Alger et le Polisario au secours du pamphlet de Moulay Hicham

par Benoit Alphand
samedi 3 mai 2014

Comment le régime algérien et les séparatistes du Polisario se mobilisent pour faire la promotion du livre du prince Moulay Hicham.

« Le Journal d’un prince banni » a fait pschit. Selon les statistiques officielles du site des professionnels de l’édition Alexia, l’ouvrage du prince Moulay Hicham déçoit au point où les Editions Grasset qui ont en fait l’événement littéraire du printemps de leur catalogue Essais et documents se sont mis en ordre de bataille pour tenter d’enrayer la mévente de l’ouvrage qui, au terme d’une semaine de mise en place auprès des libraires, n’a pas dépassé le cap fatidique des 1000 exemplaires écoulés. De quoi donner la gueule de bois à la machine qui voulait en faire un best-seller.

Selon le site Demainonline, la direction de Grasset a vertement réagi à l’initiative de Moulay Hicham de mettre à disposition en accès gratuit sur les réseaux sociaux et notamment sur Facebook la version numérisée sous format PDF du livre.
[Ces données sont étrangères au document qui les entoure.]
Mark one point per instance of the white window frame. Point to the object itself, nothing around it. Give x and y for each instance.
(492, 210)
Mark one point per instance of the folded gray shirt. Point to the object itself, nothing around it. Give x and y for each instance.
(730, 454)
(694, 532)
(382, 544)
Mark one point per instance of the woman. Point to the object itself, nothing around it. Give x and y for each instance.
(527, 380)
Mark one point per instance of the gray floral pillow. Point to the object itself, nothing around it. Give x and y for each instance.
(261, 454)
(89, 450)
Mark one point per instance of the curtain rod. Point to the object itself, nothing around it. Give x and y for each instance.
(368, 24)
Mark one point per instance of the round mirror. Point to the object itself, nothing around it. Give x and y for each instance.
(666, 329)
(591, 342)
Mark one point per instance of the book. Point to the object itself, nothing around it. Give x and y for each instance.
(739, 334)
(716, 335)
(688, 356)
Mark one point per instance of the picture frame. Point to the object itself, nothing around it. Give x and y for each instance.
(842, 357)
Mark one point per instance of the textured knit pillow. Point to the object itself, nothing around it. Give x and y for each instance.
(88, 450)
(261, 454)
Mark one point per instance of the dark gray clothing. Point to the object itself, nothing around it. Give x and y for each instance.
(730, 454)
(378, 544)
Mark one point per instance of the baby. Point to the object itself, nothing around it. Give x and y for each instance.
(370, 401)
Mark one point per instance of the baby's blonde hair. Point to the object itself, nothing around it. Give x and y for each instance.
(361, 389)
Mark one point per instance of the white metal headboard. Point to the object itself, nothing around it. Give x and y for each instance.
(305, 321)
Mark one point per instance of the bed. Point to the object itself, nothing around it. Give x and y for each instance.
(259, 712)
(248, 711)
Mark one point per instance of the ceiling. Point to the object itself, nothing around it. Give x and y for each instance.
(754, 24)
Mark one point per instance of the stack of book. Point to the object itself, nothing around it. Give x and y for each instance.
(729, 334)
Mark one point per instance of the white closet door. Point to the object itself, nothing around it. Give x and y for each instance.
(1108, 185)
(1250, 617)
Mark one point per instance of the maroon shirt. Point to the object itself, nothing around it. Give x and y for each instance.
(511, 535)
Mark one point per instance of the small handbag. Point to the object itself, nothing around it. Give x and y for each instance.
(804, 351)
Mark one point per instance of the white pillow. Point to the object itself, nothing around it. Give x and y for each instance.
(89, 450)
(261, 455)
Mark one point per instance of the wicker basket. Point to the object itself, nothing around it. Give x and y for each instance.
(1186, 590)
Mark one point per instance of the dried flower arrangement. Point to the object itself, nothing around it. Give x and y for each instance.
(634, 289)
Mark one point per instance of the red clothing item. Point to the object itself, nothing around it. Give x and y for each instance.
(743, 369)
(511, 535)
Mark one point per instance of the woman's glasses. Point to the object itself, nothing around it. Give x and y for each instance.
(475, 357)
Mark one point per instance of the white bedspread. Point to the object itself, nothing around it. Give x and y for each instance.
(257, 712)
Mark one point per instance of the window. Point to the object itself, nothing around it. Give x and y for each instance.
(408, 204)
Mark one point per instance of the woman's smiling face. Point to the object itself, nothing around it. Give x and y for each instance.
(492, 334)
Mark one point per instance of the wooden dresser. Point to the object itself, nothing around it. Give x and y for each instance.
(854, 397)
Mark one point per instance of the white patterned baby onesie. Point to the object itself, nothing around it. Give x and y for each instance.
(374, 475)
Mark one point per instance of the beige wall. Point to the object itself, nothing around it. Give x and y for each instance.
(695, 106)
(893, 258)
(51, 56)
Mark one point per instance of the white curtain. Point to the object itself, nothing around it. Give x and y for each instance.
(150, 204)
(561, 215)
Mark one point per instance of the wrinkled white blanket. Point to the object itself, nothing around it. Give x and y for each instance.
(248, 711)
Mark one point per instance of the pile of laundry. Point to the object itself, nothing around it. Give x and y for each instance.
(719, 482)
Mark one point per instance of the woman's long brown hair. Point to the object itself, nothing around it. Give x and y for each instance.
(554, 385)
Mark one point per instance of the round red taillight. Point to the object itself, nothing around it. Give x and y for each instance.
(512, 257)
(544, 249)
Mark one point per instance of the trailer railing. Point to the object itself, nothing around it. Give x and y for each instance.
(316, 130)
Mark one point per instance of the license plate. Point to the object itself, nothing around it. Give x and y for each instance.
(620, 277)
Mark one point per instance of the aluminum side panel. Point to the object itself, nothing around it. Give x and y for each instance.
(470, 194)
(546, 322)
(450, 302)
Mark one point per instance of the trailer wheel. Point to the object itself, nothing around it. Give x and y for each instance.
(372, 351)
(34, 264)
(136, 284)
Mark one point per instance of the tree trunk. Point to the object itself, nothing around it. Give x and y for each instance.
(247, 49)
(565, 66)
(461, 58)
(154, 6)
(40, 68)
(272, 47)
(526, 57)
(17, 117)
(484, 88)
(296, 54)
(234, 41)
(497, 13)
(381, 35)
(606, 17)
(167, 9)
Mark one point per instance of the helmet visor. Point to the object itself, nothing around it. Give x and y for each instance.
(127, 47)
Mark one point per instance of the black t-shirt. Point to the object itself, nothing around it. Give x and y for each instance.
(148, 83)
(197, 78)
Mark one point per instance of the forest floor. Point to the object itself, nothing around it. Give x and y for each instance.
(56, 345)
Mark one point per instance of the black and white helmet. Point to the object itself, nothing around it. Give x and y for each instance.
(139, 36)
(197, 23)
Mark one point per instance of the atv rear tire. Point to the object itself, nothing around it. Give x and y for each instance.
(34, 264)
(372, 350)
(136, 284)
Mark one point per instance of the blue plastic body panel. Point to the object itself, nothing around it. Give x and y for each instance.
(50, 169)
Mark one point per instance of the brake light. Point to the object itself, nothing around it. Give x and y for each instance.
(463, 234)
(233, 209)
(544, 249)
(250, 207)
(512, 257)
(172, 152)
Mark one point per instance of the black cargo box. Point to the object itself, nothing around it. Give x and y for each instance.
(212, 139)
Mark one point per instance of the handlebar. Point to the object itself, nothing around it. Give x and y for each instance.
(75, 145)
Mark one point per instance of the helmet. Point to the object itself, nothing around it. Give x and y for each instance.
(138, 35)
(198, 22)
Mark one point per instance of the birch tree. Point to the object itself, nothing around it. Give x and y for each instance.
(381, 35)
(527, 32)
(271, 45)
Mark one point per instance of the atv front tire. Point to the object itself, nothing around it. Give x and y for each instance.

Le prince, conscient de son flop, a décidé seul et sans l’avis de son éditeur de le distribuer gratuitement, faisant fi de l’effort commercial et de la quote-part dévolue à Grasset. « Le prince est desemparé, il veut battre à tout prix les records de vente des ouvrages précédents sur le roi du Maroc » assure un responsable des ventes chez Grasset qui ironiquement tourne la page de cette mésaventure en avouant que « nous nous rattraperons sur la biographie de Michel Platini à paraître en mai, ce sera plus sportif et plus fair-play ! ».

A en croire des sources dans le milieu de l’édition à Paris, Grasset compte aussi procéder à un appel de marge sur les 10% représentant les bénéfices futurs de l’auteur sur le chiffre d’affaires des ventes par mesure de rétorsion sur ce que leurs avocats considèrent déjà comme une rupture abusive de la clause du partage des droits d’auteur de la part du prince. « Normal, on le vend cher et lui nous fait un enfant dans le dos en le distribuant gratos comme du papier à cacahuètes ! » assène le même responsable des ventes.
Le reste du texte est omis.